Alternative Solution to Visa Rules
By David Thiessen
Over the past few weeks I have received a lot of feedback through various channels concerning my opposition to the new regulations. Some of it has been fair while others just resort to the usual unrealistic realm of thinking.
One of the aspects of this issue that was never addressed plays an important part in the ESL (English as a second language) industry here in Korea. It may be too late to discuss or mention this now but it needs to be said for the record.
I have been vocal in opposition to these new regulations, not because I oppose the Korean government and their right to police their own country but because these new rules do not solve the issue and only provide a false sense of security and something for the powers that should be to blame when it is discovered it didn't work.
My opposition also entails this ``copy the West'' mentality, which has been proven to be ineffective, as this is not the West and if people want jobs and life to be ``like back home'' then they should return there and find employment outside of the Eastern world.
It means that we do not force or demand that Western ways be implemented before a native English teacher begins employment.
The ability to adapt to the Eastern practices is vital for good business relationships but this is a vice versa application as Korean employers need to learn that foreigners are not Korean and it should not be assumed they can be treated in disrespectful manner.
Adjustments take time and patience needs to be a part of the equation on both sides of the industry. It should be done with a minimal of regulations as too many laws soon ruin the purpose of why this industry was created.

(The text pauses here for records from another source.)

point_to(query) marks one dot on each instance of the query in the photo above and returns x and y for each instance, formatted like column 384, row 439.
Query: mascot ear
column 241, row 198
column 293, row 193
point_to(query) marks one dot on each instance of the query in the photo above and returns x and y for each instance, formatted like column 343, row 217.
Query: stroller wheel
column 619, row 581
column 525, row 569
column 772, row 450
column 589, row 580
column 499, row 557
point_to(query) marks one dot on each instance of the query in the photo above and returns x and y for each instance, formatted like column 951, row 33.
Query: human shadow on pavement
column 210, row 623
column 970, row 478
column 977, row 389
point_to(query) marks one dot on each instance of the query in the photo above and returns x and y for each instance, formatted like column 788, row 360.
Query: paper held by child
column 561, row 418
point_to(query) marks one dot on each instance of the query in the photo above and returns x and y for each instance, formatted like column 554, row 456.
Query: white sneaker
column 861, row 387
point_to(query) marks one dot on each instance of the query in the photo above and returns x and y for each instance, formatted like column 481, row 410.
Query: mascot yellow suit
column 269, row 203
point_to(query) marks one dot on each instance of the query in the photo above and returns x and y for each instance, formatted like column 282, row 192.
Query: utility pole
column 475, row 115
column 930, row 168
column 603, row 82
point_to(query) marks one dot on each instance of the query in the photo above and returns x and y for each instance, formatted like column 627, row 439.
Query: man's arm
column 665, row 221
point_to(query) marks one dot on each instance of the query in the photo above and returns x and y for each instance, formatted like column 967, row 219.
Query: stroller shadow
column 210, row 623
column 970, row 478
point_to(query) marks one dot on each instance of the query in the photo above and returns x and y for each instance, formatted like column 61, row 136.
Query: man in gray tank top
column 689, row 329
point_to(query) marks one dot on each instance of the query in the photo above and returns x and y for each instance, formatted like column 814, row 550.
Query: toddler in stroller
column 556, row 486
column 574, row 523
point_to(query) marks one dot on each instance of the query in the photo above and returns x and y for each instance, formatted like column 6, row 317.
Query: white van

It is suggesting that people be adults and act according to the profession and position granted them and reminding them that they are in a different culture with different rules and what they could do ``back home'' is not always the smart thing to do here. (Again this applies to both sides of the issue).
That is just one point, the real issue I want to address with these few words is that the need for these new regulations are redundant at best for the simple reason of ``the contract.''
Native English teacher's lives are governed in part by the wording of the contract which lays out what is expected of them. Then when both parties sign at the end of the document, they are giving their word they will abide by the agreed articles of employment.
In these contracts, there has always been a clause that states the native English teacher needs to submit to a physical exam. It is simply worded and by the signatures, it is agreed to be done, no fuss, no mess and can be done simply. If the native teacher's health doesn't meet a governmental guideline then the appropriate action can be taken.
Then regarding criminal record checks, it must be stated that the absence of one does not guarantee that the employee is not a criminal nor does it guarantee they will not commit a crime. Nor does having a criminal record guarantee that the person is a criminal or that they will continue to break the law.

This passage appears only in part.